视频的最后,李文博痛苦地捂住了脸,肩膀微微抽动,仿佛一个被欺骗了感情的无辜受害者。
如果说蔡京的文章是点燃了火药桶,那李文博的这段“知情人”采访,就是往火药桶里扔了一颗核弹。
“卑鄙!无耻!下流!”沈辞气得浑身发抖,指着屏幕里的李文博破口大骂,“这个畜生!为了钱,他连脸都不要了!冯瀚到底给了他多少好处,让他这么卖力地往自己前妻身上泼脏水!”

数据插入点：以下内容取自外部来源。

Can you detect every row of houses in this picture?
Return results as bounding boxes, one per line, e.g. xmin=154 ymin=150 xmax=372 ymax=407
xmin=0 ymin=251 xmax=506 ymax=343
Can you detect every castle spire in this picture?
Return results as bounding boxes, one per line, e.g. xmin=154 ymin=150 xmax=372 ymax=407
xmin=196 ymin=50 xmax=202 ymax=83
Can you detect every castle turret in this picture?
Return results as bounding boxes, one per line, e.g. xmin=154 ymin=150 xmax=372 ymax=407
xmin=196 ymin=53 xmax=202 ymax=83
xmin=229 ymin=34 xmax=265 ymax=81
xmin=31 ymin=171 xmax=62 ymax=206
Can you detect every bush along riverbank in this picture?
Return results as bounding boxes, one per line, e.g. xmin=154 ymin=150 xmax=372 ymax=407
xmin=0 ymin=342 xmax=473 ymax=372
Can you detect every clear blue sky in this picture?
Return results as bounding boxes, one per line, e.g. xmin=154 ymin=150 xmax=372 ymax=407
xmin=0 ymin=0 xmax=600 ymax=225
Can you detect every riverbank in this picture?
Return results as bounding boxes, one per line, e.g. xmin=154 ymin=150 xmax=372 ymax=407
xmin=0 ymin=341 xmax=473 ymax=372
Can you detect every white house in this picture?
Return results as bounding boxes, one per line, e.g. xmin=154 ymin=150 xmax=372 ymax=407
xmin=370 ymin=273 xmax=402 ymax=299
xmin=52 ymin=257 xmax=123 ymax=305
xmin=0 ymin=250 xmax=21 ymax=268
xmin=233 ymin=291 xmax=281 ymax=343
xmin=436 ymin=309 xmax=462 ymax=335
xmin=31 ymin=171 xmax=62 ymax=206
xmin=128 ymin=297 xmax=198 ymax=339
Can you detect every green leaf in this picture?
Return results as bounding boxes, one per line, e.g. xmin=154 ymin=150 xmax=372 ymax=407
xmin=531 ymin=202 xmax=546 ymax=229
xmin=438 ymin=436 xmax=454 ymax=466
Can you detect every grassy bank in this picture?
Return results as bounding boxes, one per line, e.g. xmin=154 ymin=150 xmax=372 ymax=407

郭漫的胸口像是被一块巨石死死压住,连呼吸都带着刺痛。
她见识过李文博的懦弱和贪婪,却没料到,他的人性可以卑劣到这种地步。
为了利益,他不仅可以背叛婚姻,更可以毫不犹豫地,将曾经的枕边人推向万劫不复的深渊。
然而,这还不是结束。
第三记重锤,紧随而至。
一个名为“郭氏宗亲会”的官方账号,发布了一份盖着鲜红印章的正式声明。
声明的发布者,是郭氏主家当代的话事人,郭秉文。
郭漫的堂叔,一个永远穿着一身笔挺中式长衫,自诩为家族正统守护者的男人。
声明的措辞极其考究,先是痛心疾首地谴责了网络上对先祖的污蔑,而后话锋一转,将矛头直指郭漫。
“……我郭氏家族,历代传承有序,家风清正。然,郭漫一支,早在其曾祖父辈,便已脱离主家,自立门户。其所持有的《郭氏草木酿》手记,是否为我郭家真正的核心传承,尚有待考证。其以‘郭玉太医’后人自居,创立‘郭玉春’品牌,未经宗族允准,名不正,言不顺。”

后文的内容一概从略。